I pushed some additional updates that now include tests for the new class and some additional changes after reading more of the interface javadocs to make sure the plugins follow the contract (mainly passing an empty Attributes object instead of null.) I think the current behavior of throwing exceptions for any probes for unsupported options is correct per the spec, and to pretend that we support a feature/property that we don't support could be worse for compatibility.

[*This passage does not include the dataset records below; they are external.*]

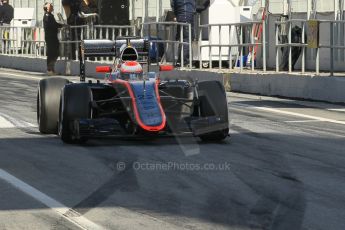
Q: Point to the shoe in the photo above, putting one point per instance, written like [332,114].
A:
[50,73]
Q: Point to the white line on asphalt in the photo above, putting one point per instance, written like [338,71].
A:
[65,212]
[15,122]
[4,124]
[21,76]
[302,121]
[292,114]
[337,110]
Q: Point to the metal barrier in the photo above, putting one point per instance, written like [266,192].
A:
[240,44]
[22,41]
[30,41]
[166,40]
[72,36]
[331,46]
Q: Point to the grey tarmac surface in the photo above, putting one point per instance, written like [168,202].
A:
[282,168]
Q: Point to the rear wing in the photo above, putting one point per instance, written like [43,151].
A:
[123,48]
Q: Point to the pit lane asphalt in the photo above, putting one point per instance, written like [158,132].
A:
[277,171]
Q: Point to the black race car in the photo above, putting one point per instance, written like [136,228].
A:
[130,101]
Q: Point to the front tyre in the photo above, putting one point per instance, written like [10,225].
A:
[48,101]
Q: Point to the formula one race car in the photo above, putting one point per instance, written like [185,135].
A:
[131,101]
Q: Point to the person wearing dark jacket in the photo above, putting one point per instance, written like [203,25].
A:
[72,9]
[51,37]
[202,5]
[184,11]
[6,13]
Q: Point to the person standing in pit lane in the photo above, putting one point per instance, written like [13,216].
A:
[51,37]
[6,16]
[72,9]
[184,11]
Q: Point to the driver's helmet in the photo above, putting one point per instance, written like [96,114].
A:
[131,70]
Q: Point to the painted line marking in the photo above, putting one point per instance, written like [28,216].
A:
[65,212]
[267,109]
[14,122]
[302,121]
[337,110]
[5,124]
[20,76]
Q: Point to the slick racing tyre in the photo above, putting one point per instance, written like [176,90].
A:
[74,104]
[213,102]
[48,101]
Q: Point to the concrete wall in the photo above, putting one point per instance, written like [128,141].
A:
[330,89]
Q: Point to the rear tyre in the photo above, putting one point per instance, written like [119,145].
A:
[48,101]
[213,102]
[74,105]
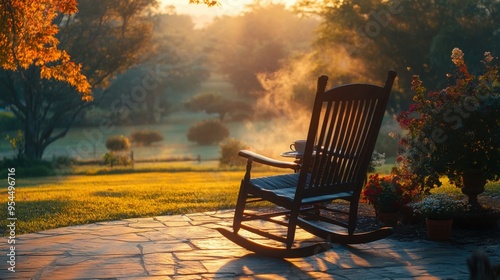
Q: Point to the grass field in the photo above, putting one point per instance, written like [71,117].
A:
[52,202]
[154,189]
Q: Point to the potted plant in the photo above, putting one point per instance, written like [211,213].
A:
[438,211]
[385,194]
[455,131]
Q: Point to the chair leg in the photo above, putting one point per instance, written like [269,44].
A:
[353,216]
[240,207]
[292,226]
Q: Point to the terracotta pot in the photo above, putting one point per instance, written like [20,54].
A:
[409,217]
[388,219]
[473,180]
[439,230]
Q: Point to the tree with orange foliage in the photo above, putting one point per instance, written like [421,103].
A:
[57,55]
[27,37]
[55,58]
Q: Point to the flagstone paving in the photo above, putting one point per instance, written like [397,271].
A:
[189,247]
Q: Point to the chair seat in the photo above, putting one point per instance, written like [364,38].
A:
[283,187]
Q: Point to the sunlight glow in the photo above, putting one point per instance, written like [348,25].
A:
[203,15]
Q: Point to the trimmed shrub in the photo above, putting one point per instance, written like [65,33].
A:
[229,152]
[146,137]
[118,143]
[208,132]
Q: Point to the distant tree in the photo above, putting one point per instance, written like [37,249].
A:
[208,132]
[146,137]
[27,39]
[229,152]
[214,103]
[103,38]
[118,143]
[209,3]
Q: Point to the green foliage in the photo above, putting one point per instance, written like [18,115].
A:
[440,206]
[113,159]
[8,121]
[208,132]
[146,137]
[229,152]
[455,129]
[117,143]
[17,143]
[385,193]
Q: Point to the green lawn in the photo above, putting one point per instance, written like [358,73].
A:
[153,189]
[52,202]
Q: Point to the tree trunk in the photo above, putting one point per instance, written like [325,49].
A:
[32,148]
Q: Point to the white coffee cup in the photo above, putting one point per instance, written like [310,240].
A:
[298,146]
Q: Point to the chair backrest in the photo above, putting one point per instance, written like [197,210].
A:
[344,127]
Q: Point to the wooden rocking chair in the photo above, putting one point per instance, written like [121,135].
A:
[344,126]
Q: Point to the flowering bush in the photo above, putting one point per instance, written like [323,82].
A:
[439,206]
[454,129]
[384,193]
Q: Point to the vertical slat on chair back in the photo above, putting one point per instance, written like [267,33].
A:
[344,127]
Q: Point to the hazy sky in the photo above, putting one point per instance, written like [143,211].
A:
[202,14]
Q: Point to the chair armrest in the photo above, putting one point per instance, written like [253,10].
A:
[251,156]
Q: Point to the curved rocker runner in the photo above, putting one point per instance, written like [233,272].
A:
[341,138]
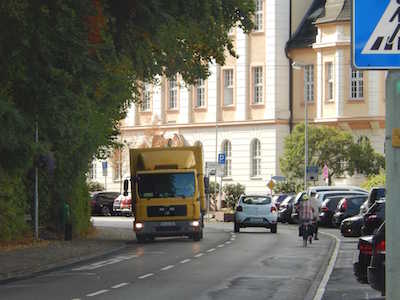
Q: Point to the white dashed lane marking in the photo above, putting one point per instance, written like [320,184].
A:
[145,276]
[97,293]
[167,268]
[119,285]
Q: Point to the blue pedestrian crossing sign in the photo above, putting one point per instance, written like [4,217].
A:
[221,158]
[376,34]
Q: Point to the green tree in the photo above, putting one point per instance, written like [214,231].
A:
[232,193]
[72,68]
[332,147]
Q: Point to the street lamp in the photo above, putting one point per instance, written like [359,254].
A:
[301,66]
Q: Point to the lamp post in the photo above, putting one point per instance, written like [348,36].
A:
[301,66]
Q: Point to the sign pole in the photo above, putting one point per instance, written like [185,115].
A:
[392,153]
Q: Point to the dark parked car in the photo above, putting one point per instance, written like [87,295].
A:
[374,218]
[285,209]
[352,226]
[347,207]
[102,203]
[278,198]
[376,194]
[328,208]
[376,269]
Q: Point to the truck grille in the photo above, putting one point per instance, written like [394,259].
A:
[167,211]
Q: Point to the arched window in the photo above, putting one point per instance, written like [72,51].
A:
[227,149]
[255,158]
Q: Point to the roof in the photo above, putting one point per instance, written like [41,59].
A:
[306,31]
[319,12]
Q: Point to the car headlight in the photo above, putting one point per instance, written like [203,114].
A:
[195,223]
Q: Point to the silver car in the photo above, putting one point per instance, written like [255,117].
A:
[255,211]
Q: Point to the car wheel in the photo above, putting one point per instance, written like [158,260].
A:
[105,211]
[236,227]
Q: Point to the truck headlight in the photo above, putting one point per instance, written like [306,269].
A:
[195,224]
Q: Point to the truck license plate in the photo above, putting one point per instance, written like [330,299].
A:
[167,224]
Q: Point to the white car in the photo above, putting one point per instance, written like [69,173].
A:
[256,211]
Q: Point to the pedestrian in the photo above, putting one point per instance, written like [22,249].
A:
[316,206]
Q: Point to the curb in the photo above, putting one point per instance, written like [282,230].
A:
[312,293]
[51,267]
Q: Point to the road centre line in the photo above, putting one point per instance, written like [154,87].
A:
[145,276]
[167,268]
[97,293]
[119,285]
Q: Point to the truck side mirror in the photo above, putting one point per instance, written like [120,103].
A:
[126,185]
[207,185]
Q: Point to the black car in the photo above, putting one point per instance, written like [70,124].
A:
[347,207]
[285,209]
[374,218]
[376,269]
[352,226]
[328,208]
[102,203]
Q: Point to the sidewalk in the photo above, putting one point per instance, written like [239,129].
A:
[27,261]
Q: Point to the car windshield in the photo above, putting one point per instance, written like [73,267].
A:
[166,185]
[256,200]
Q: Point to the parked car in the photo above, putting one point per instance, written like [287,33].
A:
[349,206]
[278,198]
[328,208]
[374,218]
[352,226]
[376,269]
[123,206]
[102,203]
[376,194]
[255,211]
[285,209]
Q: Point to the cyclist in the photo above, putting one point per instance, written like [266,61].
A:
[306,216]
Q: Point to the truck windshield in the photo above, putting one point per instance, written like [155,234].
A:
[166,185]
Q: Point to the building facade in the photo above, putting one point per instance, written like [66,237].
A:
[247,107]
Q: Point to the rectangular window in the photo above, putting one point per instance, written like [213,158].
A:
[228,87]
[257,85]
[145,105]
[172,94]
[309,83]
[200,93]
[258,21]
[357,84]
[329,81]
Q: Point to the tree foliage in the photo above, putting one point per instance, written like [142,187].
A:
[329,146]
[72,68]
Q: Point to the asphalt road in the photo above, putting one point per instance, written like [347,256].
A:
[254,264]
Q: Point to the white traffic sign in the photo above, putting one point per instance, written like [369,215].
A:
[376,34]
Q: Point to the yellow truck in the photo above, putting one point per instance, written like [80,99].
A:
[168,192]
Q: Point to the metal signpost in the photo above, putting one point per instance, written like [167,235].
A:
[376,45]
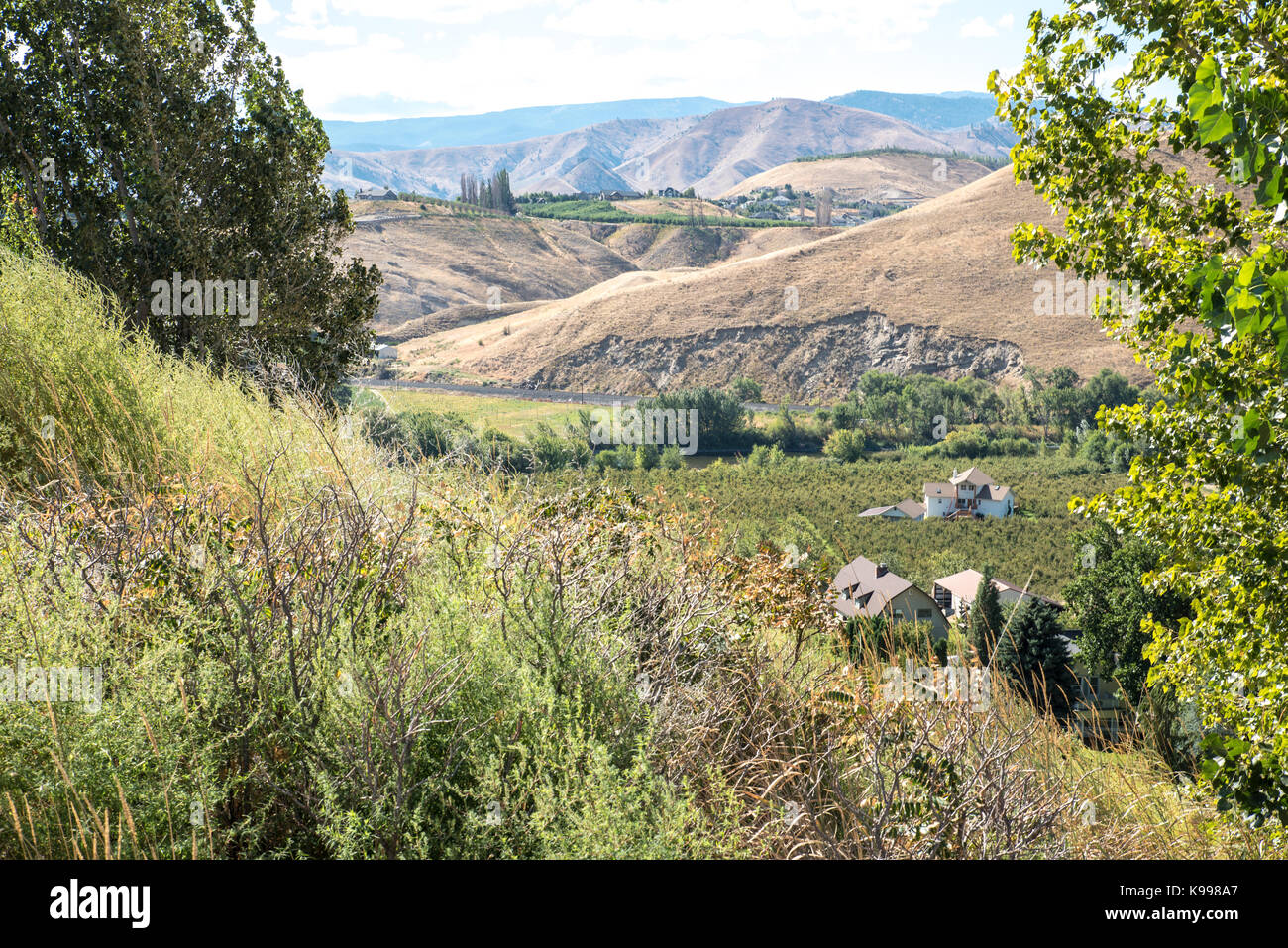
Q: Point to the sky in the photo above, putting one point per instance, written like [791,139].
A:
[369,59]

When merging I plan to squash the first 4 commits and keep the last one separate.

[jonbartels]

but read other file types and convert them to xml, so nearly all xml features and properties will be unsupported.

How to say this ... Does Mirth do anything stupiud or non-standard when it renders XML with Xerces that we have to either explicitly deprecate, explicitly test, or explicitly document as no longer supported?

IOW it's not doing anything hacky with Xerces.

I searched for code references and talked to the AI a bit. It does not seem to do anything custom with Xerces.

[jonbartels]

I'm arguing with JARs to render server/code-coverage-reports/jacoco.exec to HTML. My goal being to see if the code BEFORE the change covered this code and if it was covered AFTER the change.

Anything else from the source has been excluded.